Je ne juge pas en même temps ceux qui, directement blessés, ne peuvent pas faire abstraction de ce que Handke a pu dire ou écrire sur les événements effroyables des années 90. Je suis plus critique sur ceux qui, n'étant pas directement concernés, se découvrent une âme de procureur ou de dénonciateur.

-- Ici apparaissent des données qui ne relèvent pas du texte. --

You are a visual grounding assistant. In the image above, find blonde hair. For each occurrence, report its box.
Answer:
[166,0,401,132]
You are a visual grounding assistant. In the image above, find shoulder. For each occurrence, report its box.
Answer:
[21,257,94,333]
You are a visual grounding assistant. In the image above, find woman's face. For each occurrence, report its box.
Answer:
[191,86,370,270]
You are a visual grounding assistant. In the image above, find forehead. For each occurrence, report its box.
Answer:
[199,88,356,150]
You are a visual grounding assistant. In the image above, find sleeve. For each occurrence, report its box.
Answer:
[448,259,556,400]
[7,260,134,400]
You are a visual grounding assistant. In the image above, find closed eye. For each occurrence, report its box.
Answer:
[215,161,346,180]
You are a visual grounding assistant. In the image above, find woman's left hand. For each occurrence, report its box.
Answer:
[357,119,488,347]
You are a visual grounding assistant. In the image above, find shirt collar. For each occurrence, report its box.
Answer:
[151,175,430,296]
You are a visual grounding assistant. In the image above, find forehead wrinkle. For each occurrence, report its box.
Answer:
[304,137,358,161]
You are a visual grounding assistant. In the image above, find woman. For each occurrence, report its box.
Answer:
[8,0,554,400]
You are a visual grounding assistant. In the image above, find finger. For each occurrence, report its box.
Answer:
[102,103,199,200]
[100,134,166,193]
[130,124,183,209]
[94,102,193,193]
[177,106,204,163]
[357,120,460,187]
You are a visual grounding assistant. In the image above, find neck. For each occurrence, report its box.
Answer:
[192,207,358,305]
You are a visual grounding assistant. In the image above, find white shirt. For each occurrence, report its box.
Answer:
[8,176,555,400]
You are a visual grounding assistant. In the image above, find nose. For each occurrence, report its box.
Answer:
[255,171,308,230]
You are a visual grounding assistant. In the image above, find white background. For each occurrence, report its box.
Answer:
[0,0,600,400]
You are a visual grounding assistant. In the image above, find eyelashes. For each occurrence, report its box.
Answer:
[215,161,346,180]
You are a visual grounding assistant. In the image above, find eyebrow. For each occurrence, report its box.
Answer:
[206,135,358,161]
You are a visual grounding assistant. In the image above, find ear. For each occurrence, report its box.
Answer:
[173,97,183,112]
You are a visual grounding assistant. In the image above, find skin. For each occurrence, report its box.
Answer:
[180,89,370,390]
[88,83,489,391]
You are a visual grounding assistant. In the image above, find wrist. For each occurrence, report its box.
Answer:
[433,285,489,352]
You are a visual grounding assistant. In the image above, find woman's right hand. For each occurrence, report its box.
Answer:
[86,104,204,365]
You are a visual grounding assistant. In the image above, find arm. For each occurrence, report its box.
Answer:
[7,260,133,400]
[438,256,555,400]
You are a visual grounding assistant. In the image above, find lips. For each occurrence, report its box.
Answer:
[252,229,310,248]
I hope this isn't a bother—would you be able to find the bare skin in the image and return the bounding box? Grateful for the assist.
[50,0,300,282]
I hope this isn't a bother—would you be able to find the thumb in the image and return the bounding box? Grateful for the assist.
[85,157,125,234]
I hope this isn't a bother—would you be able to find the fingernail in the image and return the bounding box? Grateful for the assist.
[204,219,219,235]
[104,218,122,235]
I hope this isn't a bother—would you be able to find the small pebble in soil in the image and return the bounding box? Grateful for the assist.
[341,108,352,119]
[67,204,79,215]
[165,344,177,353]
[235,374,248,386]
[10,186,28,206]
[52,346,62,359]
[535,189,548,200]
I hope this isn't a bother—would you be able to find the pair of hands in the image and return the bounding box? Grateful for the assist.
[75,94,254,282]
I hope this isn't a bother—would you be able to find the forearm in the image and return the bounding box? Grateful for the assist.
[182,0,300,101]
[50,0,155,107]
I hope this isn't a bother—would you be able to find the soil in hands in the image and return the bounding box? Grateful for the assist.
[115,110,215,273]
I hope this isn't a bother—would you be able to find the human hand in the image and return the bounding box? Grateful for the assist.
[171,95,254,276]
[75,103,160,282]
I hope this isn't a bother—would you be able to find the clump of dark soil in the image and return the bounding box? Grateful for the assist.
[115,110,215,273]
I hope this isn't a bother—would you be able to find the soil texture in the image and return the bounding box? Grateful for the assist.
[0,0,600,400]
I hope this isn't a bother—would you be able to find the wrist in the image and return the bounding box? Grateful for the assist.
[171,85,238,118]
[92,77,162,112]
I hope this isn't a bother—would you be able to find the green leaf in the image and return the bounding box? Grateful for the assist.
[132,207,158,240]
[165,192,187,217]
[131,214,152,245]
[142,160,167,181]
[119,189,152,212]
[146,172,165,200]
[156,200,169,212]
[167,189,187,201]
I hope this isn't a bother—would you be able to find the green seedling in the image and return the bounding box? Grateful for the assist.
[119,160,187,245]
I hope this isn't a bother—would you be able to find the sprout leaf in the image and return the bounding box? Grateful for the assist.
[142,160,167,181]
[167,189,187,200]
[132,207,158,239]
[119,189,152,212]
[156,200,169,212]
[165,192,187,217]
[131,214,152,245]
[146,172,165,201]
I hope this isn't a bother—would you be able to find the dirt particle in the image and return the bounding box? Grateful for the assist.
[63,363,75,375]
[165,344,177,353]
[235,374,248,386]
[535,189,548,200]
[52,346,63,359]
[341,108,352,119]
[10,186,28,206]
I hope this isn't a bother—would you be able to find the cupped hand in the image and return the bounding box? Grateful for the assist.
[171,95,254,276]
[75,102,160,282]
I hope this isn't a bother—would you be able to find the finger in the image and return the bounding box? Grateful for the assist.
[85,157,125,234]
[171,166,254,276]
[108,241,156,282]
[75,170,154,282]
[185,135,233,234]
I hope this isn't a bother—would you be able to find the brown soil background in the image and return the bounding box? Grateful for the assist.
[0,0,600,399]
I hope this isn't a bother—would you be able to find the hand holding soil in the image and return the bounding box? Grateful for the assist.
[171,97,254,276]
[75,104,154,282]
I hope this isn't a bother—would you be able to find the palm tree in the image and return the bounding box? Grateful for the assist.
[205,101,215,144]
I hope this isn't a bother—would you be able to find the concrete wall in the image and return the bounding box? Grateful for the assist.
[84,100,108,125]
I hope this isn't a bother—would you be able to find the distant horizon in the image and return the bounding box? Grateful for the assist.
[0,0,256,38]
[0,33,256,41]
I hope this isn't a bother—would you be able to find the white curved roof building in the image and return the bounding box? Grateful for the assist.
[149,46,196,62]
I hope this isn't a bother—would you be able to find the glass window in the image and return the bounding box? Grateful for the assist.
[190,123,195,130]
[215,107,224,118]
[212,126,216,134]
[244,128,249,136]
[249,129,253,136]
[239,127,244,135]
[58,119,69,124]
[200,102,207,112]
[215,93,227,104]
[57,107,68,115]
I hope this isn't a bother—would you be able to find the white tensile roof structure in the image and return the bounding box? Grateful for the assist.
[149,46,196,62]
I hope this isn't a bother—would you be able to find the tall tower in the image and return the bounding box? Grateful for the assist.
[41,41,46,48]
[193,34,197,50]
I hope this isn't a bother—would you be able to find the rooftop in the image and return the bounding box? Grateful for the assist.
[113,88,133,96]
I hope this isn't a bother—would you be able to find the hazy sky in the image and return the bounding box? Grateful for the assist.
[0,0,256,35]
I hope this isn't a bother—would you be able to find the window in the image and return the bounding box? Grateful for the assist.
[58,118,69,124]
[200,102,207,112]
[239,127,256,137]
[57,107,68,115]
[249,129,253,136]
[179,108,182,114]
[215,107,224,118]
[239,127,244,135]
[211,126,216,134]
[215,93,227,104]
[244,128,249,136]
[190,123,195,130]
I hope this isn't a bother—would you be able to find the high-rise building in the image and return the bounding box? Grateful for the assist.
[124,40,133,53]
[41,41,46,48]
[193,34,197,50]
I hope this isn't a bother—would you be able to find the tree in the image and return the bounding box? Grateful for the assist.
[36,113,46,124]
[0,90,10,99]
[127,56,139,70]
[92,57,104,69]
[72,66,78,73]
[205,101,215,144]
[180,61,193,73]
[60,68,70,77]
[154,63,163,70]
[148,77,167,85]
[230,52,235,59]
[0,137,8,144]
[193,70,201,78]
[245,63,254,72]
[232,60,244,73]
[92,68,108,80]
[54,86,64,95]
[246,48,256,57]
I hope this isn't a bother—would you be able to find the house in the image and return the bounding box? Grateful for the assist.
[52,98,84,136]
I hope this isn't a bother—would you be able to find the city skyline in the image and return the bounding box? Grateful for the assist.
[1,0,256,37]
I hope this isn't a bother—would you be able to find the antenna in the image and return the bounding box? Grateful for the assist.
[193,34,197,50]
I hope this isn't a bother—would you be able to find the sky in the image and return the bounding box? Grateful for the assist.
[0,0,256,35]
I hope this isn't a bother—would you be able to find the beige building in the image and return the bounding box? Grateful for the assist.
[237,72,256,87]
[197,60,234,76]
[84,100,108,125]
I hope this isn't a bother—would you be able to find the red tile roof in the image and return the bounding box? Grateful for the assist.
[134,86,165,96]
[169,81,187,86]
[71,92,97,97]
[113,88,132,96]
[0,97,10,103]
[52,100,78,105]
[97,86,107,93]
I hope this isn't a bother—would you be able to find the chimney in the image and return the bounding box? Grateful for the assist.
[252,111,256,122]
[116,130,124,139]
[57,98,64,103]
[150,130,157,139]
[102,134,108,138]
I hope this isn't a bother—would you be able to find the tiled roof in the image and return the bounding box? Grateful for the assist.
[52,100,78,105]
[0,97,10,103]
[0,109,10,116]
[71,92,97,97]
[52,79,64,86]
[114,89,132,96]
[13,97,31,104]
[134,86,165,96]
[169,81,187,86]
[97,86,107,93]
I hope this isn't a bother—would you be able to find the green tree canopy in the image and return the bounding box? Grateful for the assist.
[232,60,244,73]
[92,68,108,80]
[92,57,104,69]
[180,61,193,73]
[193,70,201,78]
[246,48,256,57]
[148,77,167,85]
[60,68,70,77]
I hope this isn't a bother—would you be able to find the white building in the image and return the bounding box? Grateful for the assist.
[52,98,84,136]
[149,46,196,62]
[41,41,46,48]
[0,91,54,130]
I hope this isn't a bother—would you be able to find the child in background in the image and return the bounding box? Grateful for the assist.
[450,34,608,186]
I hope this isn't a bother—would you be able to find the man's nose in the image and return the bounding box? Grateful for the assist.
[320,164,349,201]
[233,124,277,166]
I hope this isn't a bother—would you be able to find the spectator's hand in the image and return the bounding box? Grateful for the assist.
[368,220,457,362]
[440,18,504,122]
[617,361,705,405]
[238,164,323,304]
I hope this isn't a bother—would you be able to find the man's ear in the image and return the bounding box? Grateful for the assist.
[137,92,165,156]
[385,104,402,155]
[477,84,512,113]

Quant à Polanski, je recommande son film sur l'affaire Dreyfus, J'accuse, que j'ai vu en projection de presse et qui va sortir: sous son aspect classique et presque froid, c'est une excellente chronique de la justice et de l'injustice, et de leur cercle sans fin. Et quelle troupe d'acteurs à moustache, puisque c'était la mode masculine de l'époque en France ! Que de rôles forts, pathétiques, et quel sentiment de la poussière et de la moisissure qui enveloppe souvent l'existence humaine ! Louis Garrel, en capitaine Dreyfus, m'a tellement épaté que je ne l'ai reconnu qu'à la fin. J'ai juste un problème, mais ce n'est peut-être que le mien, avec Jean Dujardin dans le rôle principal du film, celui de Picquart.

FESTIVAL DE PLÂTRES

Je reviens aux pansements et aux blessures. Le plâtre le plus célèbre du cinéma est celui que porte à la jambe gauche James Stewart, dès le début et jusqu'au dénouement de Fenêtre sur cour, 1954, de Hitchcock, avant qu'il n'en porte un supplémentaire (le film est si célèbre qu'on peut dévoiler une des données de la fin). Cependant, je me rappelle un film beaucoup moins connu, celui de Stanley Kramer A mad, mad, mad mad world, 1963, le comble de la super-production burlesque, dans lequel les gags traditionnels sur le port d'un plâtre (car le plâtre est, en dépit de ce qu'il soit très souvent dans la réalité douloureux et incommode, un motif traditionnel de gag au cinéma) sont portés à une dimension épique dans le dénouement. L'image que l'on voit ci-dessous n'en donne qu'une très faible idée. Et pardon pour avoir mêlé, dans ce blog que j'ai voulu écrire d'une traite, le tragique et l'anodin.